2025 has been a year of quiet progress for me. Not everything was visible, and not every effort was successful, but each experience shaped the person I am becoming. This series is a reflection on ten things I am grateful for this year as highlights and as milestones that taught me discipline, patience, and self awareness.
It’s been an amazing journey to pass my JLPT exam. In 2019, I created a bucket list for myself where I added goals to fulfil. Out of 8 goals, 7 were completed. The 8th goal was lost and became my eternal regret, so I started focusing on the remaining goals. But while studying as a post graduate student, I fixed myself to those goals.
I am not as intelligent as the people I admire on LinkedIn or in my personal life. In reality, I am a more frustrated person, someone who could not chase things in the manner I wanted. I saw my goal and ran towards it without a second thought. All I could see was completing my bucket list. That was enough for me. As long as the dots kept getting filled, I did not want to give up.
Last year, I failed JLPT N2 by 1 mark. At that time, I was in Italy for personal and somewhat spiritual reasons. When I saw the result, alone in an unknown country, I could not bear it. All I carried inside was anger towards myself.

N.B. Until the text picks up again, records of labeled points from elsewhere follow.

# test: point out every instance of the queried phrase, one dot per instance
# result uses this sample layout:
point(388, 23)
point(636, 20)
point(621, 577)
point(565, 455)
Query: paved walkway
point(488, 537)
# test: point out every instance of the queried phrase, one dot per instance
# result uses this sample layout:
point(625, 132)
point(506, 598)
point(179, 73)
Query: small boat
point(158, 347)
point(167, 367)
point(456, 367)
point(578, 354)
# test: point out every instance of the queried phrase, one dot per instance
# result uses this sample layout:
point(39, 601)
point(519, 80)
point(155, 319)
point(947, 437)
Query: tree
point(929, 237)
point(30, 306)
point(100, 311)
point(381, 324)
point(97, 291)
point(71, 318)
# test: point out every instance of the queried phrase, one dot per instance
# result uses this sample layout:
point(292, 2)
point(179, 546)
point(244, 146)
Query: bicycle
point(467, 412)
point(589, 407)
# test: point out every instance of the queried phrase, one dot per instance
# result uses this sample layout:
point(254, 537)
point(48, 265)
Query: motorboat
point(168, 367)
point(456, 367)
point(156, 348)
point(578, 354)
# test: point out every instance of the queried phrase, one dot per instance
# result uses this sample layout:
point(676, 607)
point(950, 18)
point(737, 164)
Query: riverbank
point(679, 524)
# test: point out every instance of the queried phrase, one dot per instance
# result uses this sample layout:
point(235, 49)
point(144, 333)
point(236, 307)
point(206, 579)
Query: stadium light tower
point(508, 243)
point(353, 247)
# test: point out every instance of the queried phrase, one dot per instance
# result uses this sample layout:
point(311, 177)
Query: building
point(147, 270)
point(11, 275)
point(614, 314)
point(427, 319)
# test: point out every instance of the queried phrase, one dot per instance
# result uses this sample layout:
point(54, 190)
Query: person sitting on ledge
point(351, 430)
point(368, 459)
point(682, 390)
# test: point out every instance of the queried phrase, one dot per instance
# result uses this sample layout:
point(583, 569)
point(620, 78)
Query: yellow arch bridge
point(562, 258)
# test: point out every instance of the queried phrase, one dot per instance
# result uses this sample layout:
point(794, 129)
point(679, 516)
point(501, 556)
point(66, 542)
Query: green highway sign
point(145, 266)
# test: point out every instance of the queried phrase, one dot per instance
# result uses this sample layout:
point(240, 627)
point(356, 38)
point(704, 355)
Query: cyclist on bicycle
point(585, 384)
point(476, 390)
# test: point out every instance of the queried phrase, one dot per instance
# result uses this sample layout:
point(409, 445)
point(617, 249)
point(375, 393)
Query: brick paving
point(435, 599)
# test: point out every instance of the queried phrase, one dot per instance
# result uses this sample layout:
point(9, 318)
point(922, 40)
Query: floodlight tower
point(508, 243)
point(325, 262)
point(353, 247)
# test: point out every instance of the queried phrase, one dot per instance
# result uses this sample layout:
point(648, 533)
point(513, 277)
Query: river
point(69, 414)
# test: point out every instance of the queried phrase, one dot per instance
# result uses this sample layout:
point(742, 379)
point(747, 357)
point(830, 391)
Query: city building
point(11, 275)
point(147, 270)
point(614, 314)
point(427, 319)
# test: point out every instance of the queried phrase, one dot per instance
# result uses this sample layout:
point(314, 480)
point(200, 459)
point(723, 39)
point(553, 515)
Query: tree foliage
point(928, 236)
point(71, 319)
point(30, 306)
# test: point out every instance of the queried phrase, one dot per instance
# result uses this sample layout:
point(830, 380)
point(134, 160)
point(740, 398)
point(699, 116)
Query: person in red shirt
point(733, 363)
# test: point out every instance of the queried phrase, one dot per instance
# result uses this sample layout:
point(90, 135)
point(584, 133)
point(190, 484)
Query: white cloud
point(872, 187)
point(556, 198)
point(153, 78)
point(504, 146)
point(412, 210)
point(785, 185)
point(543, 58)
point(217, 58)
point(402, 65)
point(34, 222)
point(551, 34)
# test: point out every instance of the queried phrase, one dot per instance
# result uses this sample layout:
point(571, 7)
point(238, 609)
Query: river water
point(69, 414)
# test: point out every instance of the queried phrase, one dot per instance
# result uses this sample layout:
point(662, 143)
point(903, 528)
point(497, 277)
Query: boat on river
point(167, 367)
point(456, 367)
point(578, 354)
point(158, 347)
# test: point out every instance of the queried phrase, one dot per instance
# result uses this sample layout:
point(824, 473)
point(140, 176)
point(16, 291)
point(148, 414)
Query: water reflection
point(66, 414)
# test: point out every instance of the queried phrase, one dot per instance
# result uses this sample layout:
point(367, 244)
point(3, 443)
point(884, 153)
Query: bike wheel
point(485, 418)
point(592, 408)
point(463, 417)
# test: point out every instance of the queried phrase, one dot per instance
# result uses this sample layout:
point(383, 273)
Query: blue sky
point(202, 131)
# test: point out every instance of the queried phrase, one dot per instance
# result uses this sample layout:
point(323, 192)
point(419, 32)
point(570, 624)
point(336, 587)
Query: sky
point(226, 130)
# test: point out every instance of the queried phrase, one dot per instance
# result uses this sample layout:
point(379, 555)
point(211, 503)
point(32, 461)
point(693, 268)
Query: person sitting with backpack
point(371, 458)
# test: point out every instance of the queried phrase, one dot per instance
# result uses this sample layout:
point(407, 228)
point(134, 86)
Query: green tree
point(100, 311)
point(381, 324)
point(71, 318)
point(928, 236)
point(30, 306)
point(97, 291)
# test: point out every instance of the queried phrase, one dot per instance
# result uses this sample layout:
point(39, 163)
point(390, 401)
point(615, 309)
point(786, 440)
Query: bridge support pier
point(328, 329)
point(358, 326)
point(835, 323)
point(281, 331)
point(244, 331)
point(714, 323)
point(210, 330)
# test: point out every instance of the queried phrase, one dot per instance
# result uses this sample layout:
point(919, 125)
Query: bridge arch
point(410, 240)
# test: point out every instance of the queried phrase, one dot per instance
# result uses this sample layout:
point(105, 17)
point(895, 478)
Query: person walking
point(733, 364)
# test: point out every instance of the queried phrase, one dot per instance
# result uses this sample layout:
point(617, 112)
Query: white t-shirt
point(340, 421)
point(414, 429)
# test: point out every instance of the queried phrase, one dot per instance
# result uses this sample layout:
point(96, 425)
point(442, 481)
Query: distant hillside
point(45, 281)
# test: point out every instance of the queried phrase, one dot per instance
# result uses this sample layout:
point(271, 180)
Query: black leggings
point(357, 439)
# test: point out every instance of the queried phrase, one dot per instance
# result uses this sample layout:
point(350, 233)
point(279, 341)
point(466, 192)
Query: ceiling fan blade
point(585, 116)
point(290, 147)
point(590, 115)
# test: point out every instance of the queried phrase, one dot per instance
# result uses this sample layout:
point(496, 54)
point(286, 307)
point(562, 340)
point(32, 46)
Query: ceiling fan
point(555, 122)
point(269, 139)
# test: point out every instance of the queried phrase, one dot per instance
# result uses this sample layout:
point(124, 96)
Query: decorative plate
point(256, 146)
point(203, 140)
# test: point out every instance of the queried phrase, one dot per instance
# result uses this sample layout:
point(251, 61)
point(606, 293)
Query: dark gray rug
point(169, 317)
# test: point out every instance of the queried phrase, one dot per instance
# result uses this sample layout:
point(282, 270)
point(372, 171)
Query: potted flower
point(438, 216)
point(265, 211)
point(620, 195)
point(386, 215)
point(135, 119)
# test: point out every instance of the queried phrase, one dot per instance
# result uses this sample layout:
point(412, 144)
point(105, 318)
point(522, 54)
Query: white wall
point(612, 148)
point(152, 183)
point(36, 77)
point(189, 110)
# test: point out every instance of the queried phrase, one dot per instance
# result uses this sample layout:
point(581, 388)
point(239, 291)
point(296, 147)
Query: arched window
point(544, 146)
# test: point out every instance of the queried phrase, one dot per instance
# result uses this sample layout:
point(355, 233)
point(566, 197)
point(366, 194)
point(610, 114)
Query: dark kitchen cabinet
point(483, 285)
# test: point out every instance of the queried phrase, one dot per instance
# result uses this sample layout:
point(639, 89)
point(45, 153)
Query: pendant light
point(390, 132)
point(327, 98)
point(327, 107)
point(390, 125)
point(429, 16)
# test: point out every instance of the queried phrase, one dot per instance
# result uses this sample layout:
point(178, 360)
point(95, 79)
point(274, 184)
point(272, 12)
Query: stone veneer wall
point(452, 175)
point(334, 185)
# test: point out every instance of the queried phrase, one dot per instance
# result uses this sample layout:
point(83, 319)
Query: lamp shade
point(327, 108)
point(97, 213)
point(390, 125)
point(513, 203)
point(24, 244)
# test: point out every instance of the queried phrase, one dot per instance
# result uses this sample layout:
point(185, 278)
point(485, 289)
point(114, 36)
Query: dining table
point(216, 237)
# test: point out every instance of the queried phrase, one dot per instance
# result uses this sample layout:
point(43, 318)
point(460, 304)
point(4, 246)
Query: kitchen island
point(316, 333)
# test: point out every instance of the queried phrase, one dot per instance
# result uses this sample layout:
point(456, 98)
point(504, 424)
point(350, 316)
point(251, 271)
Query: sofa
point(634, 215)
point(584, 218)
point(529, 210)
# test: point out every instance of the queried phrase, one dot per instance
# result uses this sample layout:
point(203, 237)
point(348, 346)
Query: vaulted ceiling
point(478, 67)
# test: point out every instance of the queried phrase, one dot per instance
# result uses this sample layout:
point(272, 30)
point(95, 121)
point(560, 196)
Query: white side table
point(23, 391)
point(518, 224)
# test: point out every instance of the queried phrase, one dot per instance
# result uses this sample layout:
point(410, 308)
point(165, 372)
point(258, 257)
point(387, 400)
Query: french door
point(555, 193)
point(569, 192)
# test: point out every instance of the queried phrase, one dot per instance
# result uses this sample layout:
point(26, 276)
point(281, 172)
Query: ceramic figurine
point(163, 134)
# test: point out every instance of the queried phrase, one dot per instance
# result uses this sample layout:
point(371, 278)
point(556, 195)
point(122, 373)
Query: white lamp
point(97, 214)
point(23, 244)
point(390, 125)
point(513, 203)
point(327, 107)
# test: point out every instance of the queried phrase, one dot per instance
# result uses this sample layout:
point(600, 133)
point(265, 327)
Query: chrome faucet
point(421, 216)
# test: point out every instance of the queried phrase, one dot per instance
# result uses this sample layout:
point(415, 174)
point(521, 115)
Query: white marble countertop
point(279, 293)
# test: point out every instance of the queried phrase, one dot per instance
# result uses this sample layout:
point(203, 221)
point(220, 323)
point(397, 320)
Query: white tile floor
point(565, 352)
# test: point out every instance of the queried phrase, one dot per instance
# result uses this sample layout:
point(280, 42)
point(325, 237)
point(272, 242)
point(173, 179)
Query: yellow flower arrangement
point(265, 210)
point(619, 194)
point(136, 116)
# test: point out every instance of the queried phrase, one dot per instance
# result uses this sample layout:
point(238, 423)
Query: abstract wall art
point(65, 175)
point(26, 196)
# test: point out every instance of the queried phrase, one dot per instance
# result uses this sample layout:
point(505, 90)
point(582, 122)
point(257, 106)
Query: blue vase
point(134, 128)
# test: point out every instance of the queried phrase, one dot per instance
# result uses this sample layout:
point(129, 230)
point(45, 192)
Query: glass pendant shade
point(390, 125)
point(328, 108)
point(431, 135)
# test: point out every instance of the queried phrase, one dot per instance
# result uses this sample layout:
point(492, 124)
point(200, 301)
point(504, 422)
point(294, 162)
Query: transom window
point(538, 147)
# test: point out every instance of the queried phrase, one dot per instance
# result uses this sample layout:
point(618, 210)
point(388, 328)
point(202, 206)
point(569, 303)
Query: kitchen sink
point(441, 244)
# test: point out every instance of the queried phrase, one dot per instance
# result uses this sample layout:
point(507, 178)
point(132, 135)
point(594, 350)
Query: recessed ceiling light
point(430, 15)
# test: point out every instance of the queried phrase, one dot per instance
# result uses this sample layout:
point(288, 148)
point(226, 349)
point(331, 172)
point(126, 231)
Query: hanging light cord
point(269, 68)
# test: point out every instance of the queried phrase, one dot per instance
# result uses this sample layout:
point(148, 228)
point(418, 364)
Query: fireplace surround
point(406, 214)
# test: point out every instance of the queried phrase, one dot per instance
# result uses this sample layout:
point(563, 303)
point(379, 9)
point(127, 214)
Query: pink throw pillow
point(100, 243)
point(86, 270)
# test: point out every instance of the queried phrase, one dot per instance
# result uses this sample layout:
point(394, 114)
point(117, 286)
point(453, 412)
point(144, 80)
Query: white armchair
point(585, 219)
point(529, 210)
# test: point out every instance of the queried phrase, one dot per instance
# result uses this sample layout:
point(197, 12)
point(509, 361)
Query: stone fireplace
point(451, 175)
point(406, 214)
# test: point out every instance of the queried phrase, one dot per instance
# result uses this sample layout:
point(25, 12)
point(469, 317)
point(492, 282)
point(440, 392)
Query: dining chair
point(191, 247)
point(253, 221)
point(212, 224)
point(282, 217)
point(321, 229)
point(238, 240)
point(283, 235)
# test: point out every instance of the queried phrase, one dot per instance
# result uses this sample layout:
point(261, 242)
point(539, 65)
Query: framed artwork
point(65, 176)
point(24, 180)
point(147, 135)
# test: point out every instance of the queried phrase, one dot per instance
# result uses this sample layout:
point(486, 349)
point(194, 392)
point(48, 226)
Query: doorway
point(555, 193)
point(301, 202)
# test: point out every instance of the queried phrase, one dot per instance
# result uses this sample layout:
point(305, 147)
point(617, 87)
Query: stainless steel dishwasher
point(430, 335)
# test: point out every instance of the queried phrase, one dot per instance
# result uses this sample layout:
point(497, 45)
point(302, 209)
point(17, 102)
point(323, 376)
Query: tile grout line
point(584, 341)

I came back to India and decided to give one last shot, to pass JLPT N2 no matter what. Everyone has their own struggles, so I will never mention mine out of respect for others. But I locked myself in and said I am going to crack it.
I made videos of myself to motivate myself to pass the exam. Sometimes, I recorded videos scolding myself after failing mock tests. My family was there to support me but there were four sisterly figures who helped me and coached me in this journey to pass JLPT N2, Georgiana, Elisa, Keertika and Daniela.
But when the results started to yield, I did not stop. I kept pursuing it day by day. Just one goal, not to fail this time, and to pass.
On the last day before the exam, I gave a mock test and passed it. I sat and recorded myself one last time. While I was giving the exam, one incident happened during the Choukai test which panicked many candidates, but for me, it became a chance to replenish my stamina for the rest of the exam.
The exam was over, and I went back to my usual office routine. Days later, when the results were announced, I was shivering badly. I had not slept because of last year’s failure experience.
I checked my result. I passed JLPT N2.
I called my sensei and told him about it. That day, I realised something important. The biggest obstacle to my goals is me. And if I can break one version of myself and rebuild myself, then the sky is the limit.
This journey taught me that goals do not fail because they are impossible. They fail when I stop showing up for them. I also realised that comparison, frustration, and self doubt will always exist, but they do not decide the outcome. Consistency does. In the end, the hardest thing I had to overcome was not the exam, but myself.